My elder frat brother and home town hero made some grand political philosophy alignments with Rifkin. Its important considering the news yesterday that the city that birthed us both is Bankrupt, well he was actually born in Highland Park, MI which is a city surrounded by Detroit that has always been on the brink of financial catastrophe but isn’t bankrupt. How’d that happen?
The notion that we can just shorten the work load of the few people working today is not very progressive at all, for someone that subscribes to the progressive moniker that the Democratic Party touts in its modern campaigns. Specific to the structural unemployment technoprogressivism, value isn’t distributed well. of When Hewlett-Packard or Facebook acquires companies to grow its ability to provide a valuable social network its hires the staff at those firms for being effective and efficient. Sometimes they’ve even warranted paying a team of 20 people 1,000,000,000 US Dollars.
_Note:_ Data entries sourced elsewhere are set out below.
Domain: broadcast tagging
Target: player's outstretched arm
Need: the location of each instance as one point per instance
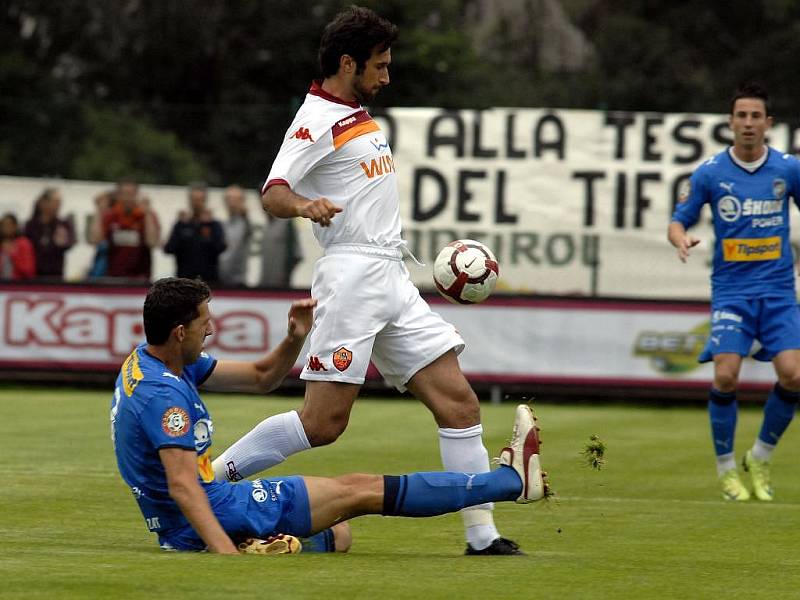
(267, 373)
(180, 466)
(682, 241)
(281, 201)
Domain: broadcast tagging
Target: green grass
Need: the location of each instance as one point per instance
(650, 524)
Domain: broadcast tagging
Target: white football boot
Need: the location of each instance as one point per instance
(522, 455)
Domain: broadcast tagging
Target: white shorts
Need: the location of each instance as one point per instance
(369, 309)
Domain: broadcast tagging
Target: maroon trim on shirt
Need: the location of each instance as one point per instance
(316, 90)
(349, 122)
(272, 182)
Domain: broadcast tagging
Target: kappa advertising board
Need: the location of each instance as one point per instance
(508, 341)
(572, 202)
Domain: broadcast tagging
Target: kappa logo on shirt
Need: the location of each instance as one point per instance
(315, 364)
(302, 134)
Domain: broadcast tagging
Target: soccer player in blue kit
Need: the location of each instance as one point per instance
(748, 187)
(162, 433)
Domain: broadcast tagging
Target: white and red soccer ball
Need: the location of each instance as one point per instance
(465, 272)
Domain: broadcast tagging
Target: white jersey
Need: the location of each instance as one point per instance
(334, 149)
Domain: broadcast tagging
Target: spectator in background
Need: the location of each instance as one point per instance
(131, 230)
(102, 203)
(233, 262)
(51, 237)
(17, 257)
(197, 239)
(280, 252)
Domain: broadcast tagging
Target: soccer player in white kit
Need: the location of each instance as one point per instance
(335, 168)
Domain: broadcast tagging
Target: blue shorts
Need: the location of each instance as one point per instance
(735, 324)
(258, 508)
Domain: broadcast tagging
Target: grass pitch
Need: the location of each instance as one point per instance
(650, 524)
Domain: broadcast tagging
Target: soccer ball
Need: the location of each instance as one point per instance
(465, 272)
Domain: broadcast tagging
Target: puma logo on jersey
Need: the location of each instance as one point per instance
(302, 134)
(383, 165)
(315, 364)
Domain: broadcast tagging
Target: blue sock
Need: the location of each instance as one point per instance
(320, 542)
(722, 409)
(778, 413)
(440, 492)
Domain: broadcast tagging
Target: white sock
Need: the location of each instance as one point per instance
(463, 452)
(725, 462)
(267, 444)
(761, 450)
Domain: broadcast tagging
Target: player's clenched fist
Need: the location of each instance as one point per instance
(320, 211)
(301, 316)
(684, 245)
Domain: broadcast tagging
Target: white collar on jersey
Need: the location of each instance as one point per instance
(751, 166)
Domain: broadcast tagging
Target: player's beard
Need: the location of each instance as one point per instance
(362, 93)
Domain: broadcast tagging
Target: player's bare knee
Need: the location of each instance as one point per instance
(725, 381)
(790, 381)
(342, 537)
(324, 430)
(458, 412)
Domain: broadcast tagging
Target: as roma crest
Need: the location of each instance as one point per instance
(342, 358)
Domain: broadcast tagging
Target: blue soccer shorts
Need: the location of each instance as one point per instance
(735, 324)
(258, 509)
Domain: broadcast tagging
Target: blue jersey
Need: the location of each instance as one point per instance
(752, 253)
(153, 408)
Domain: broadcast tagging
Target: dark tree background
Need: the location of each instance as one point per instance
(170, 91)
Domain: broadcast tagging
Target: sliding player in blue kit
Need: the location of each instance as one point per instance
(749, 188)
(163, 432)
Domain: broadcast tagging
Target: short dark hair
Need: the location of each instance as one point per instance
(752, 89)
(355, 31)
(172, 301)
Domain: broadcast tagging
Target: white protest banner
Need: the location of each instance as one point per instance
(521, 341)
(572, 202)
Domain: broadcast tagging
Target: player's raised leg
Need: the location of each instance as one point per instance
(442, 387)
(324, 416)
(722, 411)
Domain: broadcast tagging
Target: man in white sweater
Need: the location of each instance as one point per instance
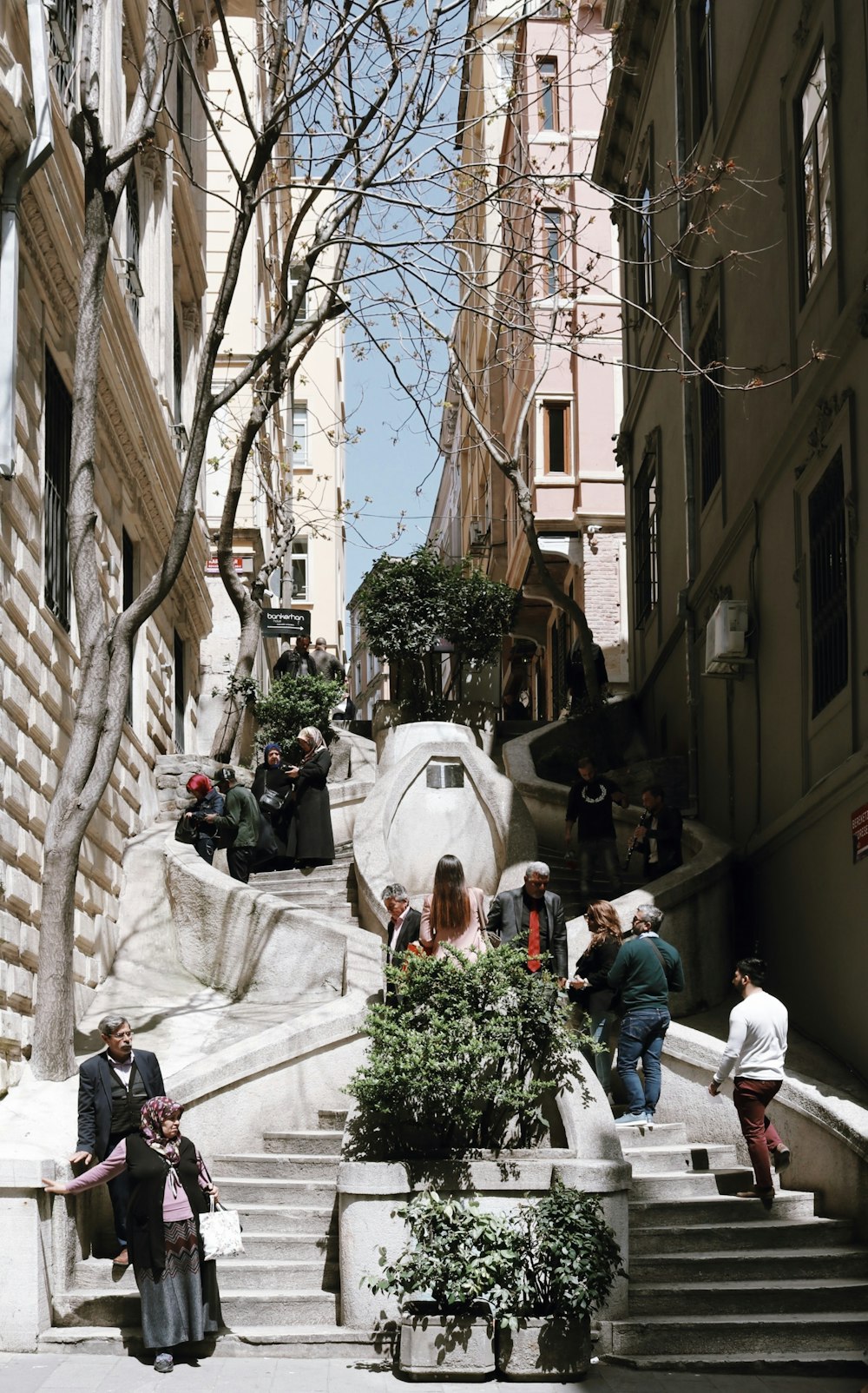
(754, 1052)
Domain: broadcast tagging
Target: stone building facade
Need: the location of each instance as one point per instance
(747, 478)
(144, 393)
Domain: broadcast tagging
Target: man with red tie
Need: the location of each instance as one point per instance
(534, 915)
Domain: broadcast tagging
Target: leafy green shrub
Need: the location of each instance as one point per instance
(462, 1056)
(294, 703)
(549, 1257)
(456, 1256)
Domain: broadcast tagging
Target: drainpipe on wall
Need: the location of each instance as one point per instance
(686, 611)
(17, 173)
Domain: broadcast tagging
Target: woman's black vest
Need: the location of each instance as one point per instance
(148, 1171)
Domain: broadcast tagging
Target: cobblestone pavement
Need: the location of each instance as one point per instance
(109, 1374)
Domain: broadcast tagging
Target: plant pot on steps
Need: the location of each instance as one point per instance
(446, 1347)
(545, 1349)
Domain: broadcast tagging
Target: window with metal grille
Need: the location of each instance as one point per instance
(134, 237)
(711, 440)
(57, 454)
(63, 31)
(548, 94)
(704, 62)
(829, 618)
(645, 538)
(815, 175)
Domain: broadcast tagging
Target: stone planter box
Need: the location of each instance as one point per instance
(446, 1347)
(545, 1349)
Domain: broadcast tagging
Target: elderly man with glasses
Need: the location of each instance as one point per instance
(532, 915)
(112, 1088)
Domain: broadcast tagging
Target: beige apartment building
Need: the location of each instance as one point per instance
(152, 333)
(299, 453)
(529, 332)
(744, 446)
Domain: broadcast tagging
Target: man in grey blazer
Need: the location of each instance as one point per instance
(112, 1088)
(511, 913)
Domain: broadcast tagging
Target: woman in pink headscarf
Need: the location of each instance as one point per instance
(170, 1189)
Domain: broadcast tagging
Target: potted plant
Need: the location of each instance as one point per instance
(464, 1056)
(566, 1259)
(450, 1277)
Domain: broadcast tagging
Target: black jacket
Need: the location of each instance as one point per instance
(95, 1098)
(506, 915)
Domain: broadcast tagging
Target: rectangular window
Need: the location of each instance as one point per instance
(180, 692)
(57, 456)
(829, 618)
(548, 94)
(815, 182)
(644, 248)
(299, 569)
(128, 595)
(556, 436)
(63, 30)
(711, 452)
(645, 538)
(704, 63)
(550, 228)
(299, 438)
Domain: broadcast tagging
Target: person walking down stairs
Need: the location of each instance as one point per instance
(755, 1051)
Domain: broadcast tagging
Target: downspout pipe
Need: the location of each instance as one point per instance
(687, 432)
(17, 173)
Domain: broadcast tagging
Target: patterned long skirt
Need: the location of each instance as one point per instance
(180, 1304)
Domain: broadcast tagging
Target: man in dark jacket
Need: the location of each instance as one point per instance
(661, 839)
(112, 1088)
(536, 917)
(241, 821)
(644, 973)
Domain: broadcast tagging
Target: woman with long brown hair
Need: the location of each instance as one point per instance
(453, 914)
(589, 985)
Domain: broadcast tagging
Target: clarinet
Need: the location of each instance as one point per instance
(644, 822)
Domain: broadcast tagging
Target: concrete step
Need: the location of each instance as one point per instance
(253, 1271)
(299, 1342)
(648, 1160)
(776, 1297)
(311, 1220)
(290, 1275)
(775, 1264)
(707, 1238)
(293, 1247)
(723, 1210)
(266, 1305)
(690, 1185)
(808, 1364)
(236, 1194)
(318, 1143)
(278, 1166)
(761, 1335)
(640, 1136)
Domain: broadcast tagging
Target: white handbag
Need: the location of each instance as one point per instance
(220, 1231)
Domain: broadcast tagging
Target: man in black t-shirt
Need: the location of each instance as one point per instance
(589, 809)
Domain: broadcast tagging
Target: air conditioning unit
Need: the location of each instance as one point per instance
(727, 640)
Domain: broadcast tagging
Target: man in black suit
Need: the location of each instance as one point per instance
(403, 920)
(112, 1088)
(536, 915)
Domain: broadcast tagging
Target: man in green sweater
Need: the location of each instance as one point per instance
(644, 973)
(240, 816)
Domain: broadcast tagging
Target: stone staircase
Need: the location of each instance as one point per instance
(282, 1296)
(722, 1284)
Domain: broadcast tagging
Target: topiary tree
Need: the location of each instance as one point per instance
(294, 703)
(409, 604)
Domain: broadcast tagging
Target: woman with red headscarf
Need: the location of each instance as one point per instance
(170, 1189)
(207, 800)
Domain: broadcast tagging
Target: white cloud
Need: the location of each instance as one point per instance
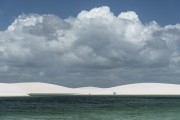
(96, 48)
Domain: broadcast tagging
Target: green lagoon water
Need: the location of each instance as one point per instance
(90, 108)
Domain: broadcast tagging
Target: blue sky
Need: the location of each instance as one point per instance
(90, 42)
(163, 11)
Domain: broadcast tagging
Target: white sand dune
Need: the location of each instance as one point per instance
(11, 90)
(33, 88)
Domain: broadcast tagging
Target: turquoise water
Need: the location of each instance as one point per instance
(90, 108)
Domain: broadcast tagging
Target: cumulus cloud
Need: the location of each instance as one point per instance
(95, 48)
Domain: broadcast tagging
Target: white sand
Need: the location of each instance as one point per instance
(11, 90)
(24, 89)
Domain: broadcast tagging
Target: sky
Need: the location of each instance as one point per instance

If I were to root-cause the labor gap that Rep. Conyers is referencing, I’d start by looking at the value that workers are actually creating and where they are deriving it from. While much thinking specific to policy and liberal artistic disciplines like rhetoric are based in linear thought, thinking around innovation cannot be. It is exponential, or rather, an extension of previous developments and influences. Formal jobs are a great tool for deploying human talent, but they aren’t the only tool anymore and shouldn’t acknowledged as such.
A congressman with as little to lose as Rep. Conyers at 84 years old should be looking to usher in new measures to indemnify the people of his district and others for their toiling. Logic: If all innovations are technological (methodological, software, hardware) – and technological growth is exponential – and exponential growth is rooted in influences – and influencers are individuals or institutions – then we should be looking at way to indemnify the influencers. This incentivizes people to participate well in their respective professions regardless of what color collar they’ll wear. Use the #BigData.